Sunday, June 08, 2008

A Vision of the Last Judgement--Wm Blake (1810) Part I

I went through a period a few years back when I was especially enamored of the authors and painters and musicians of the Romantic period. I was not a kid at the time either--I had already attained an older age than many of the era's poets ever reached. If my enthusiasm for the period has abated at all this has more to do with my increasing sense of personal estrangement from the vital animating spirits of the Romantic worldview than from my assessment of their worth. One of the great satisfactions of maturity, it is sometimes posited, is coming to the understanding that the opinions, perceptions, and experiences of one's youth, especially if one was susceptible to passionate feelings, were either false or trivial, and developing the capacity to come into the deeper, earned pleasures and understandings that only competent, considered, serious adulthood can know. This however is the fussy prejudice of a certain brand of low-energy intellectual who was never vigorous. The older person, assuming he is semi-sentient, will know more, it is true, and will usually be more sensible, but the decline in physical and mental energy that seems to afflict almost everyone, even many people who were once Great in their young days, denudes this knowledge and experience of any power when put into action.

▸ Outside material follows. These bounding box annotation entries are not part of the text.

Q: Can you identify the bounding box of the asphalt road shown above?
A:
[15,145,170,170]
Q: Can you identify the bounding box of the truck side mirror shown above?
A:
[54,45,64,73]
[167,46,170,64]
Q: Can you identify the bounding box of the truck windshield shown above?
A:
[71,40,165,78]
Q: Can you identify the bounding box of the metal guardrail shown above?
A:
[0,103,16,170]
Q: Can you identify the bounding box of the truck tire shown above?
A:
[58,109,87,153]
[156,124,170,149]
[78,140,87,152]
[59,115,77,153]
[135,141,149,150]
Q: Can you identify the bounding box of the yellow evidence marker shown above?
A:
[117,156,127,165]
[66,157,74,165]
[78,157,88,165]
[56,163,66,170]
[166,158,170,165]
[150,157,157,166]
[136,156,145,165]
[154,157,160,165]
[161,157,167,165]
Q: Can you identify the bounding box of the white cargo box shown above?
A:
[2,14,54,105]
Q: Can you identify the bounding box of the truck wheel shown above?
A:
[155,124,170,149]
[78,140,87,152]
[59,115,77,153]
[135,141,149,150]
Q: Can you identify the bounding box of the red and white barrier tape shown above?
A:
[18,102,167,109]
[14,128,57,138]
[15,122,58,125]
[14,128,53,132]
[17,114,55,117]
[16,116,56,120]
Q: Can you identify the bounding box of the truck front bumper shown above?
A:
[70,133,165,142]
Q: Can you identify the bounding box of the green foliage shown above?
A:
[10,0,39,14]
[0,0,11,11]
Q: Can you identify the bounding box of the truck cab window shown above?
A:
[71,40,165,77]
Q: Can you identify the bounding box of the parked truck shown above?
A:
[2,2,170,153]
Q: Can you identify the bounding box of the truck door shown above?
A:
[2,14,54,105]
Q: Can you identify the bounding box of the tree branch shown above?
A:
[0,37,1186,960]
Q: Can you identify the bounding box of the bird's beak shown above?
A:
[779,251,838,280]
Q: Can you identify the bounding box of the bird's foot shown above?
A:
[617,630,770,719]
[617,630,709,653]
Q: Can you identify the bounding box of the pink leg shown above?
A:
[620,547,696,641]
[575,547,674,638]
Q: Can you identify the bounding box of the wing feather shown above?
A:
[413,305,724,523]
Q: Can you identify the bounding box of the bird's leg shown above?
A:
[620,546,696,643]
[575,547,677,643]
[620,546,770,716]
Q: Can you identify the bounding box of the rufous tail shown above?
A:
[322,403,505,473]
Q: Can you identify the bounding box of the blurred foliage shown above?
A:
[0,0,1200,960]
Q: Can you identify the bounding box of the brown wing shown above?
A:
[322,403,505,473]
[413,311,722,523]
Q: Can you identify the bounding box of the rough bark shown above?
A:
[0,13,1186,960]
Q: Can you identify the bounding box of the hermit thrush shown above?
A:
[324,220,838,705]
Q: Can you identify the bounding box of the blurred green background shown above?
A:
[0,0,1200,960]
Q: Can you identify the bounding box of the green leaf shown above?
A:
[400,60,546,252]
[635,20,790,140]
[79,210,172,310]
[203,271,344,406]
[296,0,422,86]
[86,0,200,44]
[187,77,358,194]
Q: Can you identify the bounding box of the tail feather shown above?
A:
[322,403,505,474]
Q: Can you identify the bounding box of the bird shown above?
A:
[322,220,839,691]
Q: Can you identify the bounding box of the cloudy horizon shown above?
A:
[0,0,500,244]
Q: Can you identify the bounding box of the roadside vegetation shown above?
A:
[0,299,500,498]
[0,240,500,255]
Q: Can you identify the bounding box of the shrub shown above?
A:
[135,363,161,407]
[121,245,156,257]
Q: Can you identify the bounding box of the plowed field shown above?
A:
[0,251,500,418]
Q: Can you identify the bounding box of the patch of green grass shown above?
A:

William Blake appears to have been one of the exceptions to this general rule. He never lost the energies and mental processes of his youthful intelligence and talent. Nearly everyone who reads him is immediately struck by the sense that he must be among the handful of the most remarkable writers ever to work in English. There seems to be little hesitation, when compared to how scrupulously other writers are assessed, in proclaiming him a genius. His intelligence is equally palpable and difficult to categorize for general instruction. Whatever of makes of what he saw, he was an incredible imaginative writer and seer. He put into words the non-material, non-corporeal nature of authentic religious spirit as well, I think, if not better than any English writer, including the translator(s) of the Bible. He illustrates and comprehends ideas as wholes rather than parts, and does so with great economy of language, as only true poets can.
This is Blake's own illustration of the Last Judgement, in case anyone didn't know. This piece of writing is only 19 pages long but it gives one loads of material to chew over. Right in the second paragraph he distinguishes between Fable, Allegory and Vision, and he does not do so in the conversational style of the lecture hall ("Fable and Allegory are a totally distinct & inferior kind of Poetry. Vision or Imagination is a Representation of what Eternally Exists...The Hebrew Bible and the Gospel of Jesus are not Allegory, but Eternal Vision or Imagination of All that Exists."). One feels that the author must have experienced life very intensely. He goes on in the same brief passage: "Plato has made Socrates say that Poets & Prophets do not know or Understand what they write or Utter; this is a most Pernicious Falshood. If they do not, pray is an inferior kind to be call'd Knowing? Plato confutes himself." This would have been a fun guy to have in seminar at my old college, not so much for his argument, which is hardly incontrovertible, but for the power and unshakeable confidence of the speaker, which is scarcely to be contended with.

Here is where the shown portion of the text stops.